Today, patients can enjoy a wealth of medical options and technology that have developed over the course of the digital age. Many treatments have become safer and successful more frequently. However, many procedures, including implants, still carry a high risk of complications.
Regardless of the kind of implant you need or choose, any external object has the potential to create problems inside the body. In fact, the FDA classifies implanted parts and devices in the Class III category, which is reserved for medical tools that present the highest risk. Although implants need premarket approval, some patients still experience serious issues.
A very common side effect of getting an implant is developing an infection near the object or surgical site. While some infections are mild and treatable, others require the removal of the implant, which forces a patient to undergo a second procedure. Surgeons and doctors should prevent contamination as much as possible by sterilizing equipment beforehand.

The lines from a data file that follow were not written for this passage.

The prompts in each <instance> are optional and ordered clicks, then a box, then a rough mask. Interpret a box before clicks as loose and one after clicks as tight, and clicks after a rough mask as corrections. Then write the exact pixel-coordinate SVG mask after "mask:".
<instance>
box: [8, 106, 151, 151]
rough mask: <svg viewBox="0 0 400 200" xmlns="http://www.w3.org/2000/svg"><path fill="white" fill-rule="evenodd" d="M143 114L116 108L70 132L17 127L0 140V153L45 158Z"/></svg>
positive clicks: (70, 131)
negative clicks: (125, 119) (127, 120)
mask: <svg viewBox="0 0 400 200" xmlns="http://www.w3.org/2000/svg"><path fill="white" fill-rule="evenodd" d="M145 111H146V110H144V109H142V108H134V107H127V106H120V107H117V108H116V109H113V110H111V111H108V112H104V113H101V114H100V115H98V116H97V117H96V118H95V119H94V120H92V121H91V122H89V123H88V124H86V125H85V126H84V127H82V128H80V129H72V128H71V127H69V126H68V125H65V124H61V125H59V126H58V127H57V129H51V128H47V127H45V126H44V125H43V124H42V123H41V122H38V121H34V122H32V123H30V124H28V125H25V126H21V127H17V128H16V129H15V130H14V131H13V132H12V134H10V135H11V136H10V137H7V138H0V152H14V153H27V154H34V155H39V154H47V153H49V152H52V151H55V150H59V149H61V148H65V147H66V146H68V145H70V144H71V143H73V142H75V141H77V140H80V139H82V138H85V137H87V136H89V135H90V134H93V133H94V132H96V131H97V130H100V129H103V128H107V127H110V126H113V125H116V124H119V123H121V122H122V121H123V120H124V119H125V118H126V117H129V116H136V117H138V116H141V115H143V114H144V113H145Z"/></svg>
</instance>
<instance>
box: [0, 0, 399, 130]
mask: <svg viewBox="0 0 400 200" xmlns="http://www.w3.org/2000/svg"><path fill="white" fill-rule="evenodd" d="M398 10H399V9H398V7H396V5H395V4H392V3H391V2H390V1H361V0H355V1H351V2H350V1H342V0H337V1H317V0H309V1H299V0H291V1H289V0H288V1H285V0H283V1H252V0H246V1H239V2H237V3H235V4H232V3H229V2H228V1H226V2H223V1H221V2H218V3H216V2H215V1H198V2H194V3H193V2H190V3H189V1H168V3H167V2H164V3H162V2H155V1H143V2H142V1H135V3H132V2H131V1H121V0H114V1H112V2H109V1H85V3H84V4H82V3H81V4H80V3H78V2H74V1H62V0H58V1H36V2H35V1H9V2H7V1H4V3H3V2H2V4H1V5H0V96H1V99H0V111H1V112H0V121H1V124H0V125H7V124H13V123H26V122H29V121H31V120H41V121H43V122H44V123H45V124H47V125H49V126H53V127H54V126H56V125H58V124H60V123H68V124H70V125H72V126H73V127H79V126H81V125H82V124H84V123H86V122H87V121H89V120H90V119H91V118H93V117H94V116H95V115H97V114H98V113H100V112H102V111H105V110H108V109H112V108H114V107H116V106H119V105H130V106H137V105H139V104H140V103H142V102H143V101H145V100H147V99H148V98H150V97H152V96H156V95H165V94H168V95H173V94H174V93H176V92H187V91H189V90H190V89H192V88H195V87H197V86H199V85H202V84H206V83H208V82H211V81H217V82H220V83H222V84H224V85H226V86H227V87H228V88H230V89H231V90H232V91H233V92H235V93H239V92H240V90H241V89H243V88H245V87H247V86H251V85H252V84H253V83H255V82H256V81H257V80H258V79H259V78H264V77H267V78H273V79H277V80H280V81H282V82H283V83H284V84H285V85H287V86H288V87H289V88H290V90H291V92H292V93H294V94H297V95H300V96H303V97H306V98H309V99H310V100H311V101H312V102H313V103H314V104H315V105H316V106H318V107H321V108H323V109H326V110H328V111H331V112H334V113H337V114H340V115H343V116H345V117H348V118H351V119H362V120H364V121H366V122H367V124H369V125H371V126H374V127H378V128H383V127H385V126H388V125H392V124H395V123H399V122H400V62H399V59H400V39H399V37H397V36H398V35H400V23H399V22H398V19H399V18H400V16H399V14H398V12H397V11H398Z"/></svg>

Most people don't realize that they are allergic to a certain metal or chemical until they have a reaction to it. However, nobody should have to discover an allergy to an object that they can't escape. Doctors should rule out allergies ahead of an implantation procedure to reduce this risk.
Over time, implants may break down. In some cases, patients might need a replacement every few years to prevent deterioration. In other cases, the implant might degrade at a faster rate than it should. Fragments of the device could break off and travel to other parts of the body, causing pain and damage. Implant manufacturers are responsible for fully testing their products to determine durability and effectiveness.
Malfunction and shifting
Implants should function as the manufacturer claims. There are many ways an implant might malfunction with dangerous outcomes. Pacemakers, hearing implants and other electric devices should not shock you. Implants should also remain in place after the procedure. If it isn't fit or attached correctly, metal and sharp edges can tear organs.
Ideally, medical implants should save or improve your life. Because these devices are so critical, manufacturers and doctors must make sure that you receive the best experience possible. If something does go awry with your implant or procedure, you may wish to seek legal advice. Even if your doctor assures you that nothing is wrong, you may want a second opinion.